Durante o evento que decorreu sob o lema “Raízes em Movimento” a marca destacou-se pela valorização da ancestralidade africana através de tecidos, símbolos e elementos tradicionais incorporados nas criações apresentadas em passerelle.
Segundo a CEO da Kelê – Etiqueta Africana, Leise Santos, a inspiração da coleção nasceu de uma verdadeira viagem às raízes africanas, através de padrões autênticos, acessórios tradicionais, colares, chinelos e até o uso do pé descalço em passerelle. A estilista apostou ainda na integração do kimono em tecido africano, sem perder a ligação à sua identidade santomense.
“A bandeira de São Tomé e Príncipe foi essencial, porque sem ela o público não saberia de onde eu venho”, afirmou Leise Santos.

O desfile foi aberto com a bandeira nacional inteiramente feita à mão e encerrado com um vestido inspirado na bandeira são-tomense, também produzido manualmente, numa clara demonstração de orgulho nacional.
Segundo a criadora, representar São Tomé e Príncipe num palco internacional foi um misto de orgulho e responsabilidade.
“Sabíamos que estávamos a levar o nome do país para um evento de enorme prestígio”, sublinhou.
“Foi um peso, mas um peso que transformamos em força. Ver o público a reconhecer a nossa marca, a perceber o nosso trabalho e o nosso crescimento foi um orgulho imenso e um marco na nossa trajetória”, acrescentou.
Na coleção apresentada, a bandeira nacional assumiu-se como o principal símbolo identitário. Apesar de reconhecer a importância do traje tradicional são-tomense, Leise Santos optou por manter a linguagem artística da marca baseada em tecidos africanos, utilizando as cores verde, amarelo, vermelho e preto para reforçar a representação do país.

A participação da marca na CPLP Fashion Week trouxe maior visibilidade não só para a Kelê – Etiqueta Africana, mas também para a moda são-tomense.
Para Leise Santos, o entusiasmo do público demonstrou o reconhecimento do talento vindo de São Tomé e Príncipe e poderá abrir novas oportunidades para jovens criadores nacionais.
“A minha visão para o futuro é que esta visibilidade inspire outros jovens criadores, dando-lhes força, coragem e disciplina. Quem acompanhou o nosso percurso desde o início viu que começamos do zero e, com persistência e determinação, estamos a construir o nosso caminho”, enalteceu.
Depois desta participação, a marca prepara-se já para um novo desfile marcado para o próximo dia 29 de maio, no Hotel Intercontinental, em Lisboa, a convite da Wine Business Fashion, onde voltará a representar São Tomé e Príncipe.

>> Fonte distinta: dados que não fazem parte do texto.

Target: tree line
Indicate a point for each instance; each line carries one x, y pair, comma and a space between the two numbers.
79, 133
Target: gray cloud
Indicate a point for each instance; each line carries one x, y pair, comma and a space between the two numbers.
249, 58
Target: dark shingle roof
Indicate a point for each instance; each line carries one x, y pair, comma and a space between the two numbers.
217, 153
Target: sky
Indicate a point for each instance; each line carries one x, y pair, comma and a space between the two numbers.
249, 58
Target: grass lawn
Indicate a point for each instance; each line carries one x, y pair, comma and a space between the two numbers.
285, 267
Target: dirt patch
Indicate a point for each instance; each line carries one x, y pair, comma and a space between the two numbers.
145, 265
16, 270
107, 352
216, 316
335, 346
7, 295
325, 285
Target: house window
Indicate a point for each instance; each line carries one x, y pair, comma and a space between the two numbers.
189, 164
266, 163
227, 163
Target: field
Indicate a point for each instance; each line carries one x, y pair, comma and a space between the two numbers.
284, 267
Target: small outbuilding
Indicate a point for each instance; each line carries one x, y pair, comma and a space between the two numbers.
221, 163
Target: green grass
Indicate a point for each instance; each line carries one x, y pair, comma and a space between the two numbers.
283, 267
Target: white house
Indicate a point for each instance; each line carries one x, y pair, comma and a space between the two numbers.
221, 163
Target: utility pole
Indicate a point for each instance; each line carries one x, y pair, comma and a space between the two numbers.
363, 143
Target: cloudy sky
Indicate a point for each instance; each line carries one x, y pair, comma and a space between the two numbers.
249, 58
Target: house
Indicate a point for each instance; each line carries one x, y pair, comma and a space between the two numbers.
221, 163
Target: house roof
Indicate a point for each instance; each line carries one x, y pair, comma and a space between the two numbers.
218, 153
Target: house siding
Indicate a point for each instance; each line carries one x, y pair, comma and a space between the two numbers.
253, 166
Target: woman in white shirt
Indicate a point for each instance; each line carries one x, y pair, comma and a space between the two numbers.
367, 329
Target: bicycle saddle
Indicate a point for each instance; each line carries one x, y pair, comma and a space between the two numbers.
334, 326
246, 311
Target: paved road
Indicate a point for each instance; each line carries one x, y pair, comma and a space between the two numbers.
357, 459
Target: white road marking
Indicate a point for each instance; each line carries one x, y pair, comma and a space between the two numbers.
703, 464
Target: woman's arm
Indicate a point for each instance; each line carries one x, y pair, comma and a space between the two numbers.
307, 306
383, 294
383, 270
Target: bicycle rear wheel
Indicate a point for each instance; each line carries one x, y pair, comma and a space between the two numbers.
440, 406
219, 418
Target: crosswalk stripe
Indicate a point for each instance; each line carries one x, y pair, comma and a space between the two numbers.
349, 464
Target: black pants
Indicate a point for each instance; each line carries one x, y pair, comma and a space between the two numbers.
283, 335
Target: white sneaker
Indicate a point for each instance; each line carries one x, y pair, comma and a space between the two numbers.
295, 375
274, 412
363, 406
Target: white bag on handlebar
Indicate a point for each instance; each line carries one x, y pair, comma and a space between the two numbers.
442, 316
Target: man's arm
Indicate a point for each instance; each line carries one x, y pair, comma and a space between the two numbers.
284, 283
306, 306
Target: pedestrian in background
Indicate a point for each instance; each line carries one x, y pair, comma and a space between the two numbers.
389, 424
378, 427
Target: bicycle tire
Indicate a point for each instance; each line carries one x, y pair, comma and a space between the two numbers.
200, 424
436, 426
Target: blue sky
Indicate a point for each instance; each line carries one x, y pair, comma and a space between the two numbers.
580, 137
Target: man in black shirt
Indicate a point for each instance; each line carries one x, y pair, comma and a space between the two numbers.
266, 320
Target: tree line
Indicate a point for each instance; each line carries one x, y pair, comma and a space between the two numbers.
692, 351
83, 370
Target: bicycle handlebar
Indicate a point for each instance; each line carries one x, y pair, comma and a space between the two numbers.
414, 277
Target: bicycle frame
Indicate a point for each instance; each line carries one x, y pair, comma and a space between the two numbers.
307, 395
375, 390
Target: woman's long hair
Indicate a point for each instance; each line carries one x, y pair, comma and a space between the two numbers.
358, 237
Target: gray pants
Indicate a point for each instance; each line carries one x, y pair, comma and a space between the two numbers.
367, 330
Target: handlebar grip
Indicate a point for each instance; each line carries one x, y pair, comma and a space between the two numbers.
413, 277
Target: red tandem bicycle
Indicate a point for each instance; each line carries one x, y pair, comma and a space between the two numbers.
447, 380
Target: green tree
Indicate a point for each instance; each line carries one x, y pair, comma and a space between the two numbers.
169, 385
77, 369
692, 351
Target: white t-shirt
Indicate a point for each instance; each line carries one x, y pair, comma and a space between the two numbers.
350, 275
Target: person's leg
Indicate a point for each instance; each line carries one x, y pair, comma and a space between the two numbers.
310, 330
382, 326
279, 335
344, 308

Entre os próximos objetivos da marca está a criação de estampas exclusivas para São Tomé e Príncipe, através do pano “Ngamá”, um projeto idealizado para valorizar ainda mais a identidade cultural são-tomense no universo da moda africana.
“Falta só a produção, que, como sabem, tem um custo elevado. Estamos a trabalhar nisso, com fé de que tudo vai correr bem, e que o pano vai chegar ao mercado em São Tomé e Príncipe e não só”, afirmou.
“Os planos seguintes são mesmo estes: levar a marca a vários países, incluindo o meu país de origem, e outros onde já recebi convites, porque as pessoas valorizam o nosso trabalho, a qualidade do que oferecemos, e o impacto que estamos a criar”, adiantou.
Leise Santos aproveitou ainda a ocasião para apelar à valorização da moda e da cultura africanas.
“Cada peça e cada criação refletem a nossa identidade e a nossa história. Precisamos apoiar os criadores para manter viva a nossa cultura”, destacou.
O evento, que decorreu no Casino do Estoril, contou ainda com a participação de outros nomes são-tomenses no universo da moda, como Antonieta Almeida e Roselyn Silva. Entre as patrocinadoras, destacou-se a empresária são-tomense, Deise Rosa.